When you hear those in the knitting know speak of colour pooling you may be picturing a swimming pool full of paint but this is not quite what they are talking about. Colour pooling is something that happens sometimes when you knit with hand painted yarns. Let’s say you have a skein of hand dyed yarn that is purple, blue, and yellow. This yarn might do a number of things depending on the width or circumference of your knitted piece. If the width or circumference of this knitted piece changes, so too might the pooling pattern. Sometimes the yarn appears to stripe a bit. Usually short repeats of colour will have this kind of effect. Pooling is what happens when these stripes of colour start to line up. This can create a patch or pool of one colour. You might have a purple and blue sock with a yellow pool at the back. This is colour pooling.

crw_7788This piece has no pooling, just flashes of each colour.

I have sometimes heard people saying things like ‘oh, that yarn pools terribly!’ but I say not so! The colour pooling is dependent on the length of colour repeats in the yarn and the width or circumference of your knitted item. If the yarn pools terribly in one project, it does not mean it will pool in a different project. Colour pooling is not a feature inherent in the yarn, it depends. If you have a yarn with 4 inch colour repeats and your sock is 4 inches around, you won’t have pooling, you’ll have more of a stripe. If you areĀ  using a yarn and you don’t like the way the colours are lining up, it might be wise to adjust the size of your project or to pick one with different dimensions.

Sometimes, as in the case of a sweater for example, different parts will have different widths so colours might pool in some areas and blend or stripe in others. For me, this is part of the beauty of knitting. I embrace these shifts in colours and move on. I don’t think this is a particularly common notion though so many of you are probably looking to avoid colour pooling! The best way I know of is to either use 2 balls or wind one ball into two and alternate every other row. You are much less likely to get colour pooling this way because you are mixing up the 2 balls. It can be a real pain but if you hate colour pooling it’s totally worth it. Some people cut their yarn every once in a while and start up at a different point. This seems like a lot of ends and no gaurantees so I don’t particularly recommend it.

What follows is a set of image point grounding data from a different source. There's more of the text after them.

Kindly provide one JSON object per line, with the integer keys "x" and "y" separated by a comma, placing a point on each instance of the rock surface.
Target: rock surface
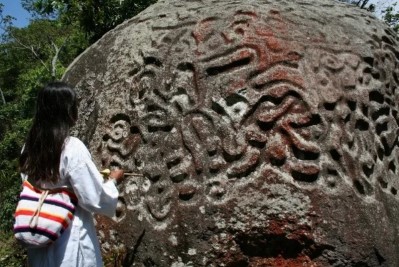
{"x": 266, "y": 133}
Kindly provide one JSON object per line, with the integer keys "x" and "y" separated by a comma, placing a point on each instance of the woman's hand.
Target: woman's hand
{"x": 117, "y": 174}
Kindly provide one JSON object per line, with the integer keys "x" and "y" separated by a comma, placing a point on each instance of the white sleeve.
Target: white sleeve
{"x": 88, "y": 184}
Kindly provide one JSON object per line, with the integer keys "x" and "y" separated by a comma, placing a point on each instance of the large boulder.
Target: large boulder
{"x": 266, "y": 133}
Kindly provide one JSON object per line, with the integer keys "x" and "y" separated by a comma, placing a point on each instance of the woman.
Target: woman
{"x": 53, "y": 159}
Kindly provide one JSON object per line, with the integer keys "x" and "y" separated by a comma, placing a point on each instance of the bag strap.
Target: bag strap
{"x": 35, "y": 218}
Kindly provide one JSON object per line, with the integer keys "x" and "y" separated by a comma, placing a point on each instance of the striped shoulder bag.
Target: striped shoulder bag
{"x": 42, "y": 216}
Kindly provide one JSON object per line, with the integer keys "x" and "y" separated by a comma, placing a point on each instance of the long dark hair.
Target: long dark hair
{"x": 56, "y": 113}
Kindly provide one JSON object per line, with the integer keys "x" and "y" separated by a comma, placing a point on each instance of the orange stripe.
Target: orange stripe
{"x": 45, "y": 215}
{"x": 59, "y": 190}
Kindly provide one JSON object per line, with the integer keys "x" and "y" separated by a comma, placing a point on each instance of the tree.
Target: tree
{"x": 95, "y": 17}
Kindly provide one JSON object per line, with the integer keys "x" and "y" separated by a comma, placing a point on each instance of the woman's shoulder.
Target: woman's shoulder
{"x": 74, "y": 145}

The other options is to love colour pooling! Sometimes it works beautifully in a project. So beautifully in fact, it’s nearly impossible to replicate… like the Simple Yet Effective cowl featured above. I don’t think I’ll ever have anything colour so idealy again. That’s just the beauty of knitting though!


2 Responses to “GCC: Colour Pooling?”

  1. Hi Urban Yarns, thanks for this great article! It is so informative, I had to link to it from the Vancouver Yarn blog.

    <3 Janna

  2. Jess says:

    I love these blurbs you’re doing witht his site – and I especially love the myth-busting you’re doing.